A great many teachers feel a much stronger interest in the one or two scholars they may have in Surveying or in Latin than they do in the large classes in the elementary branches which fill the school. But a moment’s reflection will show that such a preference is founded on a very mistaken view. Leading forward one or two minds from step to step in an advanced study is certainly far inferior in real dignity and importance to opening all the stores of written knowledge to fifty or a hundred. The man who neglects the interests of his school in these great branches to devote his time to two or three, or half a dozen older scholars, is unjust both to his employers and to himself.
It is the duty, therefore, of every teacher who commences a common district school for a single season to make, when he commences, an estimate of the state of his pupils in reference to these three branches. How do they all write? How do they all read? How do they calculate? It would be well if he would make a careful examination of the school in this respect. Let them all write a specimen. Let all read, and let him make a memorandum of the manner, noticing how many read fluently, how many with difficulty, how many know only their letters, and how many are to be taught these. Let him ascertain, also, what progress they have made in arithmetic—how many can readily perform the elementary processes, and what number need instruction in these. After thus surveying the ground, let him form his plan, and lay out his whole strength in carrying forward as rapidly as possible the whole school in these studies. By this means he is acting most directly and powerfully on the intelligence of the whole future community in that place. He is opening to fifty or a hundred minds stores of knowledge which they will go on exploring for years to come. What a descent now from such a work as this to the mere hearing of the recitation of two or three boys in Trigonometry!
I repeat it, that a thorough and enlightened survey of the whole school should be taken, and plans formed for elevating the whole mass in those great branches of knowledge which are to be of immediate practical use to them in future life.
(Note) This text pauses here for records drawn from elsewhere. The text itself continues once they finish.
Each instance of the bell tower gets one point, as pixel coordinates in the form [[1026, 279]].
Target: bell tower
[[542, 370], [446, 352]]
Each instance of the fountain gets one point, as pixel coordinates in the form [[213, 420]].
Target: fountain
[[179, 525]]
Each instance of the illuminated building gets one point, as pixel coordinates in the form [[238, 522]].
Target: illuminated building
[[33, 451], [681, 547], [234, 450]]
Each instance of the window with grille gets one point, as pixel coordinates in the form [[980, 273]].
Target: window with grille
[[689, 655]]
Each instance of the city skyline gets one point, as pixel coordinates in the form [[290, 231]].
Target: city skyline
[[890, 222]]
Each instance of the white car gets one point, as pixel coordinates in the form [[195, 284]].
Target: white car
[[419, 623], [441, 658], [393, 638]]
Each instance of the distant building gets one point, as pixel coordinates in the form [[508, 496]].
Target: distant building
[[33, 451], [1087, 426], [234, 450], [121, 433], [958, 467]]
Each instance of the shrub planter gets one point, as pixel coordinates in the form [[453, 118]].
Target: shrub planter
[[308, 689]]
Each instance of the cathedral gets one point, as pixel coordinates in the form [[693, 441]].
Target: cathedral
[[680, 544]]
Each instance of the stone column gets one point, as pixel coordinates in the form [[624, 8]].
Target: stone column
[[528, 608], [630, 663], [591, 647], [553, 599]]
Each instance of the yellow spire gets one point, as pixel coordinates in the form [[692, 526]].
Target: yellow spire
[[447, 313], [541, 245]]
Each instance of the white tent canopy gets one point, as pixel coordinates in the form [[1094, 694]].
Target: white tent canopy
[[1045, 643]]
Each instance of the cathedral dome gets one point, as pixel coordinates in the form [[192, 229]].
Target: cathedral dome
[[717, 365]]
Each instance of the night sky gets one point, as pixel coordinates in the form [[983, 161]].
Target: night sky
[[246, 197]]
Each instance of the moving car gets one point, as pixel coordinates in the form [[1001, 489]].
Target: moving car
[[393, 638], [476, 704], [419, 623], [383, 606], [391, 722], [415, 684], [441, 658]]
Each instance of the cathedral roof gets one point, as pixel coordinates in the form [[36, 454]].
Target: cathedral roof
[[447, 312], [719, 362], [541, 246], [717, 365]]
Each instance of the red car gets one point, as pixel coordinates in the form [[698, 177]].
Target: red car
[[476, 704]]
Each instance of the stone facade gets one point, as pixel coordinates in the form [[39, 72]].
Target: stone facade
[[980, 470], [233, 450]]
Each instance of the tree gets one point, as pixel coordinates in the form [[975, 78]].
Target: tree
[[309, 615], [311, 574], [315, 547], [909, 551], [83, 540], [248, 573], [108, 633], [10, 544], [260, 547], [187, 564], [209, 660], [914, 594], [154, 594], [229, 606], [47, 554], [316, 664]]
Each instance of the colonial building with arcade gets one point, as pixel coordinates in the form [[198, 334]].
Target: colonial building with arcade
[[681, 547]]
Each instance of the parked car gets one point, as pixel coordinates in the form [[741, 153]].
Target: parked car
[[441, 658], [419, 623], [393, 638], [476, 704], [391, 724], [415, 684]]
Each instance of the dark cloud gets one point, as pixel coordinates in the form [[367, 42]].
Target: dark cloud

If the school is one more advanced in respect to the age and studies of the pupils, the teacher should, in the same manner, before he forms his plans, consider well what are the great objects which he has to accomplish. He should ascertain what is the existing state of his school both as to knowledge and character; how long, generally, his pupils are to remain under his care; what are to be their future stations and conditions in life, and what objects he can reasonably hope to effect for them while they remain under his influence. By means of this forethought and consideration he will be enabled to work understandingly.